En matière de logement, des efforts substantiels peuvent être accomplis. Le Gouvernement doit se montrer prudent avec la politique des villages d'insertion, souvent présentée comme « la » solution miracle, alors qu'elle n'est pas dénuée de risques et ne s'inscrit pas dans une logique de droit commun. Cette solution n'est acceptable que si elle est conçue comme un dispositif d'hébergement transitoire préparant l'accès au droit commun et si ces villages sont ouverts à l'ensemble des populations en situation de grande précarité, faute de quoi nous ne ferions que renforcer la logique de ségrégation. Ces villages ne doivent pas être un moyen d'isoler le « problème rom » du reste de la société. Or, l'utilisation des fonds européens en France est très largement consacrée à ces villages. Pourquoi ne pas diversifier les solutions ? Egalement, je propose de demander au Gouvernement de faciliter l'accès au logement social des populations roms en levant les discriminations dont ils sont victimes. J'ai en effet constaté, à titre personnel, que les dossiers présentés par des familles roms auprès des offices HLM se retrouvaient systématiquement au bas de la pile, quand bien même la demande était tout aussi légitime qu'une autre et le dossier tout aussi complet.

Concernant les démantèlements de campements illicites, les termes de la circulaire du 26 août 2012 doivent être scrupuleusement respectés : il ne peut être procédé à aucune expulsion sans diagnostic préalable des besoins des populations et sans que des solutions de relogement aient été proposées.
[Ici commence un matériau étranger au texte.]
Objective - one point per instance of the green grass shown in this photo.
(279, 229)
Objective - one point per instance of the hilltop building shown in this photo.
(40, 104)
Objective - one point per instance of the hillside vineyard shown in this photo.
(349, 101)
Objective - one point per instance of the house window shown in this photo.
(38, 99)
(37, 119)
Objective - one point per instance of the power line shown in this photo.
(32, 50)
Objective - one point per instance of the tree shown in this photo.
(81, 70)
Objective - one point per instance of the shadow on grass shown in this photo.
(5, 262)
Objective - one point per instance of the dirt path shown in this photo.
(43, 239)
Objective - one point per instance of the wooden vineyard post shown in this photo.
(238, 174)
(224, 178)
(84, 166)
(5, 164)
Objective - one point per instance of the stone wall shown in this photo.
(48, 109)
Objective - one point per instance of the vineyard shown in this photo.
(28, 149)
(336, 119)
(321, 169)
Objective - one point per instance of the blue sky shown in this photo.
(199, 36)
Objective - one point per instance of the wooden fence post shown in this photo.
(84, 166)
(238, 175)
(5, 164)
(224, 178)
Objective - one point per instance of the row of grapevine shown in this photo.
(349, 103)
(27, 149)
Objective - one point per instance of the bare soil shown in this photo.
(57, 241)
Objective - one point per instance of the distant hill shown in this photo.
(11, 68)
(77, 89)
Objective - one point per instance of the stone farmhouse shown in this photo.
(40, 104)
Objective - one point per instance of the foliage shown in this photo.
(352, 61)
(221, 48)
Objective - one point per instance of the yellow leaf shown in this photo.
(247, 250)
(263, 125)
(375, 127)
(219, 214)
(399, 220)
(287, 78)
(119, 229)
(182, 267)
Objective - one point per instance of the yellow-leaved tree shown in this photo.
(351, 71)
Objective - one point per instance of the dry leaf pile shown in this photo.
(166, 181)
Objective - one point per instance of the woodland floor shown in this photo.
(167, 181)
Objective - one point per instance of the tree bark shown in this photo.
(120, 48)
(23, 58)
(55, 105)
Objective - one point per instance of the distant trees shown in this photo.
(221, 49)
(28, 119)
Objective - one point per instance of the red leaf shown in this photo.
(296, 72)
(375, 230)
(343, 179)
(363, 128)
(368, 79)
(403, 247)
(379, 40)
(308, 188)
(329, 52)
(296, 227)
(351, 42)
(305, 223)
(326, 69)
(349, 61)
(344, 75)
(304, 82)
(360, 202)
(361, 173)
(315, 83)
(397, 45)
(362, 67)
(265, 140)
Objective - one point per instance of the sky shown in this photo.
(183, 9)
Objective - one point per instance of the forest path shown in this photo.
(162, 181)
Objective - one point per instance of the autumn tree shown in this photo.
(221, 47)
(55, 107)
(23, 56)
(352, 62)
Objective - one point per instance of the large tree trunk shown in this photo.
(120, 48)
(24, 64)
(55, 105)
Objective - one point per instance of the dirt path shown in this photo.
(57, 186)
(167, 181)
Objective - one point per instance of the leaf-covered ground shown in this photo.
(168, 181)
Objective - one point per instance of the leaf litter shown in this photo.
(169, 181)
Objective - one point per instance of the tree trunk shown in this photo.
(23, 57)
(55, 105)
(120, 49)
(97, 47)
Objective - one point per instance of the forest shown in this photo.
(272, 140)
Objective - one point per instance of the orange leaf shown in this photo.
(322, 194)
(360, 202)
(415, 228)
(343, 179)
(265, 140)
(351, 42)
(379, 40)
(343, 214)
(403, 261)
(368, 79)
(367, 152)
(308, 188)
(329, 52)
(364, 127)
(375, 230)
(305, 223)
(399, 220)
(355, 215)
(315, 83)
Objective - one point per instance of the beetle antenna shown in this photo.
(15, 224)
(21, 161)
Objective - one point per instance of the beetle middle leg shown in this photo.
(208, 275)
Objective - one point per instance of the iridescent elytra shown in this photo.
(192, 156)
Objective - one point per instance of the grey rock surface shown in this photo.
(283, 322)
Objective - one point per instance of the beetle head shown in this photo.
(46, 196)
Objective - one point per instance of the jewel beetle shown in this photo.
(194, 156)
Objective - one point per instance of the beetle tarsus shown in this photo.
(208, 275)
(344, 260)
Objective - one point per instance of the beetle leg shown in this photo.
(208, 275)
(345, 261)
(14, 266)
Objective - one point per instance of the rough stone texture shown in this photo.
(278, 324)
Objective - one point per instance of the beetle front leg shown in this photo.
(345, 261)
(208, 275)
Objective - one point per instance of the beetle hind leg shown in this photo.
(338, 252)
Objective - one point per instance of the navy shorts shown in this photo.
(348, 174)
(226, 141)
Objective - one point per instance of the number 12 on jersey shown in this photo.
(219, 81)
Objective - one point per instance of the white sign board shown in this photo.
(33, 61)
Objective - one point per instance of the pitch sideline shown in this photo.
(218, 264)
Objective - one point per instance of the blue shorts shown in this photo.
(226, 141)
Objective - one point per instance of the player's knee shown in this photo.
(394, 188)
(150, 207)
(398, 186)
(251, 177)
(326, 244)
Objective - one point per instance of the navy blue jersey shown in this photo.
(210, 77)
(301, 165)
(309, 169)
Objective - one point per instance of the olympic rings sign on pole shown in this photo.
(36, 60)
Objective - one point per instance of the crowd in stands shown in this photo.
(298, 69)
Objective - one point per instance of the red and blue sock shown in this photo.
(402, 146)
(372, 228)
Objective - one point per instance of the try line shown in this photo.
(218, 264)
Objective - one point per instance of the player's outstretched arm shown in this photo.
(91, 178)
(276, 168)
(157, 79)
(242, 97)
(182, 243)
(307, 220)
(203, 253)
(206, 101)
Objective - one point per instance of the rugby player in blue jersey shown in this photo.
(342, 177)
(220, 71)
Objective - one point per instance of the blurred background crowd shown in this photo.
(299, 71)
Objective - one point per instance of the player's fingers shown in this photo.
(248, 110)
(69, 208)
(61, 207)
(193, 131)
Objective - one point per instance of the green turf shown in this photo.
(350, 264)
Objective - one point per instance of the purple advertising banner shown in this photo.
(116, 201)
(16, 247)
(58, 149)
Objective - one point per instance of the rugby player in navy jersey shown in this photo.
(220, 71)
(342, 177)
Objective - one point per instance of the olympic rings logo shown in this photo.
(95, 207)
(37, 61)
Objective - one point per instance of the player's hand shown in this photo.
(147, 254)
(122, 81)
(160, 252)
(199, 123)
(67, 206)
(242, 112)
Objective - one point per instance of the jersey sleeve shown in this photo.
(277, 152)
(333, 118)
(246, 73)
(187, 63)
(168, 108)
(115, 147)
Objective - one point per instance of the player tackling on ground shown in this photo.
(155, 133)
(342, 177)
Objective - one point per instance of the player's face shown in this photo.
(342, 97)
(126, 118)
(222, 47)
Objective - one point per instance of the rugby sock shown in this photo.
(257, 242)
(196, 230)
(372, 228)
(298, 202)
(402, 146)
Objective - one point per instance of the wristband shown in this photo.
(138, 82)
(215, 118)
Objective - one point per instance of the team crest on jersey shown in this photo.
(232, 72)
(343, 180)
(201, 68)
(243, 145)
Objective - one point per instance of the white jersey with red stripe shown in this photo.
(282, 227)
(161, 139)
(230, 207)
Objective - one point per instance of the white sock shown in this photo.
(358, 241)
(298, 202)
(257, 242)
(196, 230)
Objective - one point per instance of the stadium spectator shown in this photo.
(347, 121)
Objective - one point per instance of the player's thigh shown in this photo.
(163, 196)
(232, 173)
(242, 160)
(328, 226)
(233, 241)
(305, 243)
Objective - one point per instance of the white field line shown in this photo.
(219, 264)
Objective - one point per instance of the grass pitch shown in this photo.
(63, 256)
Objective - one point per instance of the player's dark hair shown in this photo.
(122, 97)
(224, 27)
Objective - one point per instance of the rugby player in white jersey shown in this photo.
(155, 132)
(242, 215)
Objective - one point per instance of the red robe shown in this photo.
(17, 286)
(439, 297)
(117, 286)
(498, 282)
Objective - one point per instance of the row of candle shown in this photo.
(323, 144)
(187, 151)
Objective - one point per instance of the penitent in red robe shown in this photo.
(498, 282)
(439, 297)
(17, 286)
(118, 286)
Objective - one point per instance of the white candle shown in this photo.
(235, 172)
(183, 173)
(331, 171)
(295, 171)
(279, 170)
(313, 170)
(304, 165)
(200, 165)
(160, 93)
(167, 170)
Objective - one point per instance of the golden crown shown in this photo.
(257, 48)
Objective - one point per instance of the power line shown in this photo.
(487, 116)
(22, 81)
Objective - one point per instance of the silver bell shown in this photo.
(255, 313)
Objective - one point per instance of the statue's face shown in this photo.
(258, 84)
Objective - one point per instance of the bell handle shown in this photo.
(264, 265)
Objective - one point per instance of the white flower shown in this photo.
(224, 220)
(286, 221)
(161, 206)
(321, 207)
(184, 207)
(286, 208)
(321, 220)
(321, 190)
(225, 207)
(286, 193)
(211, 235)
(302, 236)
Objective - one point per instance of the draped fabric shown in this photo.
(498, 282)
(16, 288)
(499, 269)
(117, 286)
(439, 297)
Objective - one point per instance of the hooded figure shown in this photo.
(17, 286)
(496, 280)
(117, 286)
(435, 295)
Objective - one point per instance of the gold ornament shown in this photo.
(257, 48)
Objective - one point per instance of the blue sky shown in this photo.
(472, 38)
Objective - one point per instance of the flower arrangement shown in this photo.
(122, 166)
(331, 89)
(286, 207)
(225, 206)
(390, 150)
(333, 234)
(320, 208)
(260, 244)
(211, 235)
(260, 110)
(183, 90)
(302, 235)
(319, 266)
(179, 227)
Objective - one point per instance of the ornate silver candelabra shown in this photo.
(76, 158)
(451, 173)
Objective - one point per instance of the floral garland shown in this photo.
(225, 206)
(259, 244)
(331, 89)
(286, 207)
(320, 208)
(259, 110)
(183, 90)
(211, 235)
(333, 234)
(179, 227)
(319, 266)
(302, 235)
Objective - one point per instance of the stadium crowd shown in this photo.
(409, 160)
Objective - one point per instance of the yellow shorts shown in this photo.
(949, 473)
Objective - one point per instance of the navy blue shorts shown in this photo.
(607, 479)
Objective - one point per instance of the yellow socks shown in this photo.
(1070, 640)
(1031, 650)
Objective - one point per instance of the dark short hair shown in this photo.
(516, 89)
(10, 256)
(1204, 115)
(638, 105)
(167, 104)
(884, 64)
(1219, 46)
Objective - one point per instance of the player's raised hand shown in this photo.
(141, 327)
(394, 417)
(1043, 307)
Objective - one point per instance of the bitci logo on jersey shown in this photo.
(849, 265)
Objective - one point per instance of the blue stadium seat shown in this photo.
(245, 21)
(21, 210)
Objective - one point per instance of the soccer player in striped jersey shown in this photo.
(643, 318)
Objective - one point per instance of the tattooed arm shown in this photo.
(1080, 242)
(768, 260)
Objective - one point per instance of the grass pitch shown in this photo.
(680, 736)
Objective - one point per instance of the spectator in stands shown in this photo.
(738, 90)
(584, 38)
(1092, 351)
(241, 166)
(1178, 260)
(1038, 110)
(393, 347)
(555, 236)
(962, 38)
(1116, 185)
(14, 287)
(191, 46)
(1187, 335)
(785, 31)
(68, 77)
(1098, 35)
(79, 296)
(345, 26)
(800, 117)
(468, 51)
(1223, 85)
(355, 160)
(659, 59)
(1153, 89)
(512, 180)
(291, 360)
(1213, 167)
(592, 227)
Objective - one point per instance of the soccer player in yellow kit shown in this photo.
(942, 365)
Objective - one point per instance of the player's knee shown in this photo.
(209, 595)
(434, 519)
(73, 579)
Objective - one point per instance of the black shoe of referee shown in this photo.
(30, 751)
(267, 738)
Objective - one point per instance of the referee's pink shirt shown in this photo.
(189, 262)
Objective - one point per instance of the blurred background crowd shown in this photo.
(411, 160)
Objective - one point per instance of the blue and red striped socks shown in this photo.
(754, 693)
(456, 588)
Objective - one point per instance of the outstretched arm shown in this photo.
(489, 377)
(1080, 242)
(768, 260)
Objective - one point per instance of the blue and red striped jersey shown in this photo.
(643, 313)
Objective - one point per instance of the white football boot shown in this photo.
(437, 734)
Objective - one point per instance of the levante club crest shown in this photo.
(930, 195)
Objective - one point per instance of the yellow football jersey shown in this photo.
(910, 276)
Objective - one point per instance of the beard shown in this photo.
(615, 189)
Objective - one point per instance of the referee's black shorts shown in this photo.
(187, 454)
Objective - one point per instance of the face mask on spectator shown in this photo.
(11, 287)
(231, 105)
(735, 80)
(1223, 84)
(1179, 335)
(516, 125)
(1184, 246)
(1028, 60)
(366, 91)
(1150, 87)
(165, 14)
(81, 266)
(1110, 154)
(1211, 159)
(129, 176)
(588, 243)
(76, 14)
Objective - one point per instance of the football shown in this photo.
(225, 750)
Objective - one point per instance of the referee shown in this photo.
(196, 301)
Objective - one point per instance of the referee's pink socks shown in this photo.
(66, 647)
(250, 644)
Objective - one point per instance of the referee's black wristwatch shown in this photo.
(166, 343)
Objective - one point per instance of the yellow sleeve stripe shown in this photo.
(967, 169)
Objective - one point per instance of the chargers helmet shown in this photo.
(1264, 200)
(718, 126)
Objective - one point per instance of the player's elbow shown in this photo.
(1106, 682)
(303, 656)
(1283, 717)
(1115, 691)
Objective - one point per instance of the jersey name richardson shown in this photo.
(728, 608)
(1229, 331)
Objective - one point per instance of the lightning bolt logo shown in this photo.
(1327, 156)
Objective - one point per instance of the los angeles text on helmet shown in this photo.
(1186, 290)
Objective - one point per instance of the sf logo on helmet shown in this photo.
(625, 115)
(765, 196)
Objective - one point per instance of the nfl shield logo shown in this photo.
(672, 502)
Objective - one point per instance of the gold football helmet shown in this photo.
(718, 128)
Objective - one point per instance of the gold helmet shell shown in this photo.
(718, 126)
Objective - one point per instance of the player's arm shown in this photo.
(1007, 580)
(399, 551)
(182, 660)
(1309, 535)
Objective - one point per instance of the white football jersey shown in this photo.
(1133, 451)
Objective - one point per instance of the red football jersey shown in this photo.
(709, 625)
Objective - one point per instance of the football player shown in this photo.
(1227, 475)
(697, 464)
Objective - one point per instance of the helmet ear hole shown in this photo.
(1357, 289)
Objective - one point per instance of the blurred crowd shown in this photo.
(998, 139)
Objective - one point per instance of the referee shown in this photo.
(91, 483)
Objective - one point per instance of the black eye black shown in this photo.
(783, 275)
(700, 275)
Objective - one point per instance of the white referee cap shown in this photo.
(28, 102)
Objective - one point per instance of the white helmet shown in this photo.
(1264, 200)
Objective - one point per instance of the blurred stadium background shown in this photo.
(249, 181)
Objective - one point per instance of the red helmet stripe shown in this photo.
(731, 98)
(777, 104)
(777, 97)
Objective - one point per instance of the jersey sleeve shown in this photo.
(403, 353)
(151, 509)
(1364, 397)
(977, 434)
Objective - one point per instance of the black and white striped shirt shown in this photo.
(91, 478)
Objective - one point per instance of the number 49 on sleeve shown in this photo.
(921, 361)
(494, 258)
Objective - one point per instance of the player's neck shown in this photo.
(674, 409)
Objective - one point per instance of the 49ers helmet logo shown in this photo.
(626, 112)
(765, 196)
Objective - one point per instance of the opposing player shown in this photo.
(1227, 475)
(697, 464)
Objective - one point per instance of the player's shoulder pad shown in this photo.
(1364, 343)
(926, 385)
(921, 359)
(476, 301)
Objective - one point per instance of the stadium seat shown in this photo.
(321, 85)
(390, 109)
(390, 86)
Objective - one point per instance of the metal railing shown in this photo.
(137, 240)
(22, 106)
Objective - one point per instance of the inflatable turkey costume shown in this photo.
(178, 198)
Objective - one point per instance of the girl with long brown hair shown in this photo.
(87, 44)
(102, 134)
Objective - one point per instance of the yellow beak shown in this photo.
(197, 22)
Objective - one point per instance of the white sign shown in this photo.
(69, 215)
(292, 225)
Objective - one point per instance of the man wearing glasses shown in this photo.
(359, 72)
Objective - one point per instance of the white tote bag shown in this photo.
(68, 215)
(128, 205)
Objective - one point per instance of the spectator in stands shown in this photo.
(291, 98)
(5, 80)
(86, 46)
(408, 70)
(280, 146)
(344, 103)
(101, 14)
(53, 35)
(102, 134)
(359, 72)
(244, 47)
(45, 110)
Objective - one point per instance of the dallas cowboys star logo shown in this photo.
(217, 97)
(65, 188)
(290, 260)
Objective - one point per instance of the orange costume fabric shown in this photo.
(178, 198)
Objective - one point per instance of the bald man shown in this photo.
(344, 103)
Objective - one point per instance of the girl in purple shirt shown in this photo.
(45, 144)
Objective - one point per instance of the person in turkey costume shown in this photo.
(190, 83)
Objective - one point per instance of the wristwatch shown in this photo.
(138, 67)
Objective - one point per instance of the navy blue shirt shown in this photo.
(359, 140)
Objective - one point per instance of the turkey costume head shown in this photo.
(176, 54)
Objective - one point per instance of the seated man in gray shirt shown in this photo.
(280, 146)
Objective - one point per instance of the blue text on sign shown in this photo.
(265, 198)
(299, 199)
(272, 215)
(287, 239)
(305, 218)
Il s'agit de décence et d'humanité, tant les expulsions peuvent être traumatisantes et plonger les personnes dans des situations d'extrême précarité, entraînant même parfois des ruptures dans la scolarité et dans l'accès aux soins. En outre, le démantèlement d'un camp ne fait que déplacer le problème et le massifier. Les familles déplacées se regroupent, animées par un souci de sécurité, avec l'accord tacite, sinon l'encouragement, des forces de l'ordre. J'en ai été le témoin en Seine-et-Marne.

Enfin, je vous propose de demander la suppression de l'aide au retour pour les ressortissants d'un pays de l'Union européenne. Cette aide, de 300 euros, octroyée par l'OFII, a créé un véritable appel d'air et donne lieu à un véritable trafic car un billet de bus aller-retour pour la Roumanie ne coûte que 60 euros. Les employés de l'OFII n'ont pas le temps de vérifier que les bénéficiaires sont bien rentrés dans leur pays. Je suggère qu'une aide à l'installation économique lui soit substituée, en prévoyant un concours de fonds français, de l'Europe et des pays d'origine.

La population rom représente 8 millions de personnes, la population de l'Union européenne, 503 millions : la tâche de les intégrer ne paraît pas insurmontable. Mais, pour cela, nous devons nous y atteler véritablement et faire enfin tomber la barrière des préjugés.